Gelecekteki araştırmalarda, Algılanan Kişi-Çevre Uyum Ölçeği’nin özellikle yöneticiler ve onlara bağlı çalışanlar üzerinde yapılacak bir çalışma ile iş performansı ile ilişkisi değerlendirilebilir. Ayrıca uyumun fazla olması da özellikle değerlendirilmesi gereken önemli kararlarda, görüşlerin ve süreçlerin çeşitliliğini azaltabilir (Meglino ve Ravlin, 1998). Çalışmanın temelini oluşturan kişinin çevre ile uyumunun, kişi ve çevre için ne kadar önemli olduğunu söylesek de bu uyumun çok yüksek olması da özellikle örgüt ve grup performansı açısından olumsuz sonuçlar doğurabilir. Bu noktadan yola çıkarak, kişi-örgüt ve kişi-grup uyumu başta olmak üzere kişi-çevre uyumunun tüm boyutlarının çok yüksek uyumunun, diğer yapılara olumsuz etkileri üzerine araştırmalar yapılabilir.
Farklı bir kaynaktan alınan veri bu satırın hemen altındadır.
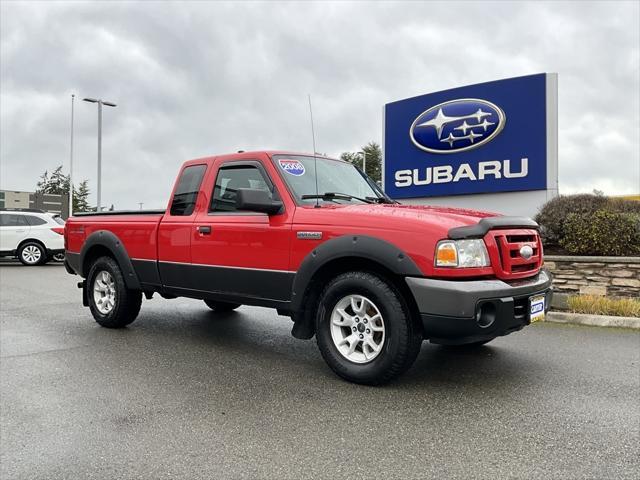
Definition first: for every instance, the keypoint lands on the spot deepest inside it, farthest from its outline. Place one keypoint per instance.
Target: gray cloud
(194, 79)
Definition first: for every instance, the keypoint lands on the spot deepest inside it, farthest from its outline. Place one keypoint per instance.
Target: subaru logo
(526, 252)
(457, 126)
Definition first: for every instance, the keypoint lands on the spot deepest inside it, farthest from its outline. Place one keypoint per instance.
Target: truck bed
(120, 212)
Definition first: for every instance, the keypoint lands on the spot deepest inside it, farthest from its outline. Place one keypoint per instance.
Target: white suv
(34, 236)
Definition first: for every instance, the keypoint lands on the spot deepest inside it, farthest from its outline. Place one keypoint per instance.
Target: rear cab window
(232, 177)
(186, 192)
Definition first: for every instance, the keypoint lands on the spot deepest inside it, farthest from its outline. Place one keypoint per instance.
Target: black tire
(403, 335)
(26, 254)
(127, 302)
(221, 306)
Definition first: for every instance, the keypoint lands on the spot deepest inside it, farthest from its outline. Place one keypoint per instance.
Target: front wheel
(32, 253)
(364, 329)
(112, 304)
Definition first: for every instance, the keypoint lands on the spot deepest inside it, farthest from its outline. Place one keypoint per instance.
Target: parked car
(33, 236)
(319, 241)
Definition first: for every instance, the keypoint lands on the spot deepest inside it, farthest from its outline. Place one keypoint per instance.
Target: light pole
(364, 160)
(100, 102)
(71, 162)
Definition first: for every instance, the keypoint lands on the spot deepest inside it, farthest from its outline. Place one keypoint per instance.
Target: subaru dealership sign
(492, 137)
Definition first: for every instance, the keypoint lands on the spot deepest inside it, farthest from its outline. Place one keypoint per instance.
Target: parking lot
(185, 393)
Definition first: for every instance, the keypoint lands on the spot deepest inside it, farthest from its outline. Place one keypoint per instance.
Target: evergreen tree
(81, 197)
(373, 155)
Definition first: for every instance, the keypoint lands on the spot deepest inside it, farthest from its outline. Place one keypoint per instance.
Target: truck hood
(397, 217)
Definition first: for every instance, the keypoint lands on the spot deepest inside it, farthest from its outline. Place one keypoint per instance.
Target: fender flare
(352, 246)
(111, 242)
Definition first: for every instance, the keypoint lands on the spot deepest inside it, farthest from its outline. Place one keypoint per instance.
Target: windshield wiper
(335, 195)
(382, 200)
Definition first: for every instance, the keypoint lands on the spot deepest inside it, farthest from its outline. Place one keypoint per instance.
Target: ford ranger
(319, 241)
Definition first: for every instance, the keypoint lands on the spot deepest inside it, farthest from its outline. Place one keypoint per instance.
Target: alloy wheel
(31, 254)
(357, 329)
(104, 292)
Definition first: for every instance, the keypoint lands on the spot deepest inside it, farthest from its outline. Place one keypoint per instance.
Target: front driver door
(239, 252)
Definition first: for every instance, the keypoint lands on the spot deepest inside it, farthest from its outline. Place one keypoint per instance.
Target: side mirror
(257, 201)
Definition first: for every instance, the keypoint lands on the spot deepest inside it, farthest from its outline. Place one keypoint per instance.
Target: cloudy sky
(199, 78)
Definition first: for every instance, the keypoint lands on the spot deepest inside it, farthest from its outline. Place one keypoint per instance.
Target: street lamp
(364, 160)
(100, 102)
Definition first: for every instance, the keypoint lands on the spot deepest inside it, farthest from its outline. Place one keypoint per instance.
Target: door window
(34, 221)
(232, 178)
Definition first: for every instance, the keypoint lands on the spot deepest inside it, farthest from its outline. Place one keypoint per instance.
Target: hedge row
(591, 225)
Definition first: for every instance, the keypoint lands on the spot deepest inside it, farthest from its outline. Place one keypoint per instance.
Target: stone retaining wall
(605, 276)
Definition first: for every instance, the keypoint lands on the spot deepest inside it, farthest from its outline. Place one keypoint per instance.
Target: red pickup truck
(319, 241)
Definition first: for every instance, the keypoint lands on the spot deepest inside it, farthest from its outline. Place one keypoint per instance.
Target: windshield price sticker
(292, 167)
Algılanan Kişi-Çevre Uyum Ölçeği’nin, nicel ve nitel olarak farklılaşmış örneğin mavi yaka, kamu kurumları gibi örneklemlerde kullanılması, geçerlik ve güvenirlik ile ilgili olarak daha güçlü ve genellenebilir bulgulara ulaşılabilmesi açısından önemlidir.